1.2. Leibliche Erfahrung: Selbstbezug, Selbstentzug und Fremdbezug

Beim Selbstbezug wird der Versuch unternommen, den Leib von sich selbst aus zu denken. Die Besonderheit des Leibes liegt darin, dass er auf sich selbst bezogen ist. Der Schmerz ist ein Beispiel dafür, dass ich mich selbst empfinde, ebenso ist die Bewegung ein Beispiel dafür. Hier wird das Selbst noch vor der Unterscheidung in jemanden, der erfährt, und in etwas, das erfährt in Betracht gezogen. Man kann die Äußerung „ Jemand betrachtet etwas“ in die Bestandteile „ jemand“ und das Objekt „etwas“ aufgliedern. Eine Person erfährt etwas, nimmt etwas wahr oder hört etwas. Der Selbstbezug geschieht jedoch vor der Unterscheidung, in ein etwas, welches wahrgenommen wird, und jemand, der wahrnimmt. Genau dass hat die betreffende Person im Sinn, wenn sie sagt, dass sie sich im Spiegel wahrnimmt oder ihren Gesang auf ein Tonband aufnimmt. Denn es reicht nicht aus zu sagen: „Da ist jemand, der wahrnimmt.“, weil ich mich selber im Spiegel betrachte oder mich sprechen höre.6

Waldenfels hält den zweiten Gesichtspunkt für wichtig, jedoch weist er auch gleichzeitig auf die Gefahr hin, wenn der Leib auf ein affektives Subjekt beschränkt wird. Man würde dann das Cogito von Descartes auf eine affektive Ebene verlagern. Denn wenn man den Leib ausschließlich von sich aus betrachtet, so stünde er- cartesianisch gesagt- für ein sentio.

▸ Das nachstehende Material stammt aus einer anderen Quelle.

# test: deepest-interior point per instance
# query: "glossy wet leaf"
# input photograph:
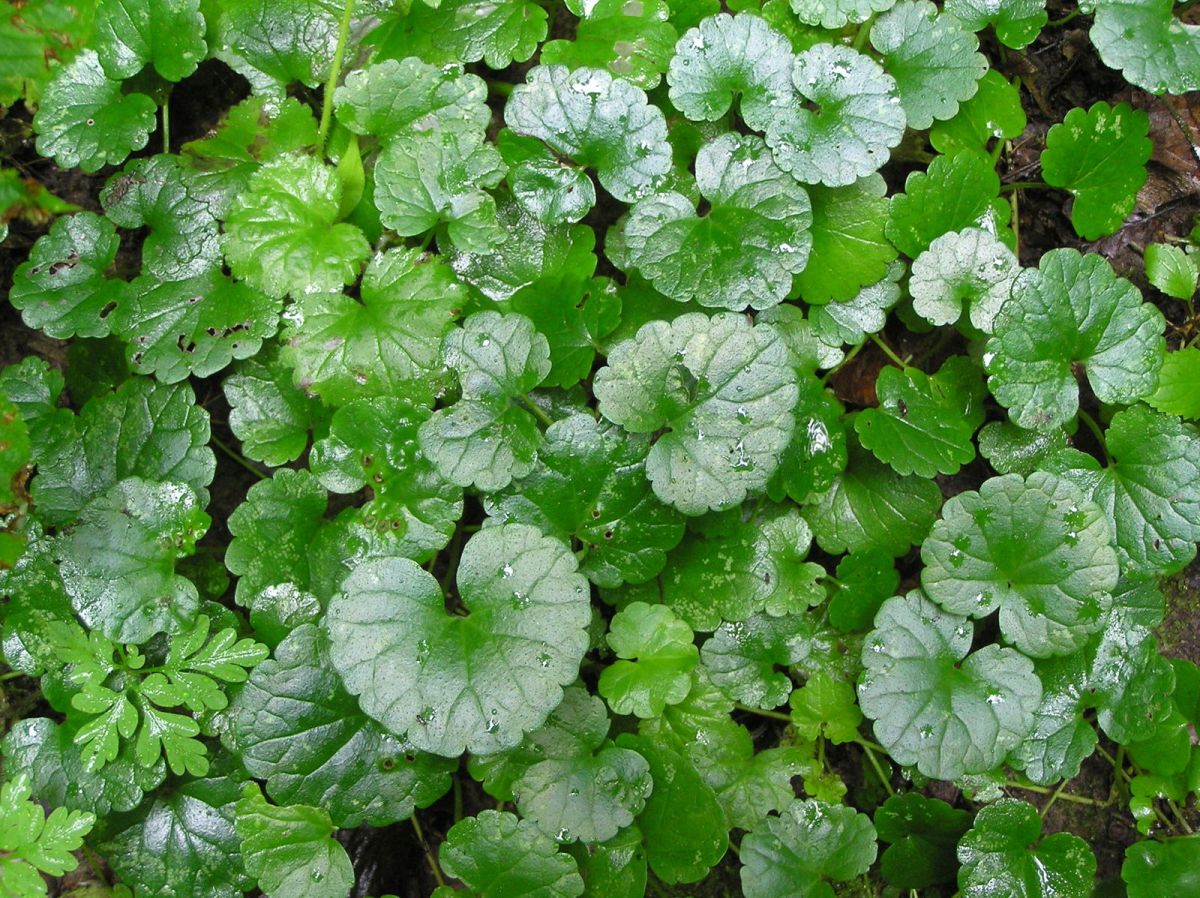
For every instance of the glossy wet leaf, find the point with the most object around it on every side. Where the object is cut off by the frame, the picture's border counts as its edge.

Dem „ich denke“ würde ein „ich empfinde mich“ entsprechen. Jedoch ist beides nicht dasselbe, obwohl man auch bei Descartes denkend vollzogene Empfindungen findet. Denn wenn man das cogito in einen ursprünglichen Bereich des Selbstempfindens verlagern würde, so bliebe der Primat des Selbst ausschließlich von seiner Eigenheitssphäre umgeben.7

Der Selbstbezug hat auch gleichzeitig immer einen Moment des Selbstentzugs. Man stelle sich einen Spiegel vor: der Spiegel bedeutet nie, dass ich meinen Blick ganz erfasse, sondern, dass ich mich im Spiegel überrasche und mich darin als Anderen entdecke und so mich beständig selbst entziehe. Genauso verhält es sich, wenn ich mich bewege. Bewegungen entgleiten mir und haben stets etwas mit Fallen zu tun. Denn sie entziehen sich mir. Man stellt sich nur die Momente vor, in denen man träge und müde ist. Die Bewegung sich sozusagen verselbstständigt und etwas seiner Schwerkraft folgt. In all diesen Fällen bin ich als Selbst beteiligt, jedoch mir gleichzeitig auch entzogen. Das „ Sich- Selbst- Entziehen“ besagt auch, dass ich mir immer fremd bin, ob es beim Blick in den Spiegel ist, beim Hören der eigenen Stimme auf einem Tonband oder in der Beschwingtheit der eigenen Bewegung. Fremdheit wäre kein Überraschungseffekt, wie bei Descartes, bei dem ich an einem Tisch sitze, plötzlich Wesen vorbei gingen, die ähnliches wie ich tun und daher sich als meine Mitmenschen entpuppten. Vielmehr würde Fremdheit in mir als auch die Fremdheit der Anderen bedeuten, dass ich stets im Blickfeld der Anderen lebe. Die Anderen träten nicht zusätzlich in mein Blickfeld ein, sondern ich gehöre mir nie ganz selbst. Dies wird bei der Namensgebung deutlich, denn indem ich auf meinen Namen höre, ist ein Bezug auf Andere schon mitgegeben, der von reinem Selbst absieht.8

2. Selbstverdopplungen: Der Leib zwischen Natur und Kultur

Wenn der Leib aus einem Guss wäre und er wie angegossen säße, so stünde er außer Frage. Alle Fragen, die ihn überfallen würden, kämen von außen, sei es Krankheiten, Unfälle und der Tod. Doch die Doppelspiele, von denen wir leibliche Wesen immer wieder aus der Ruhe gebracht werden, drücken etwas Anderes aus. Denn die Unruhe sitzt im Inneren, und befällt uns auch nicht nur ab und zu von außen her.

Verdopplungen sind vergleichsweise harmlos solange ihnen etwas Allgemeines oder zumindest ein Selbst zugrunde liegt. Erst die Selbstverdopplung bei der das, was sich unterscheidet, von vorneherein, von dem durchsetzt ist, wovon es sich unterscheidet, wird zu einem radikalen Fall. Der Leib ist ein solch extremer Fall. Waldenfels schreibt dazu folgendes:

[...]


1 Vgl. Wadenfels, B., „ Das Fremde im Eigenen“, in: e- Journal Philosophie der Psychologie, S. 2, 2006

2 Vgl. Waldenfels, B., Sinnesschwellen, S.17

3 Husserl, E., V. Cartesianischen Meditation, Hua, Bd.1, S.128

4 Husserl, E., V. Cartesianischen Meditation, Hua, Bd.IV, S.159

5 Vgl. Waldenfels, B., Sinnesschwellen, S. 17ff.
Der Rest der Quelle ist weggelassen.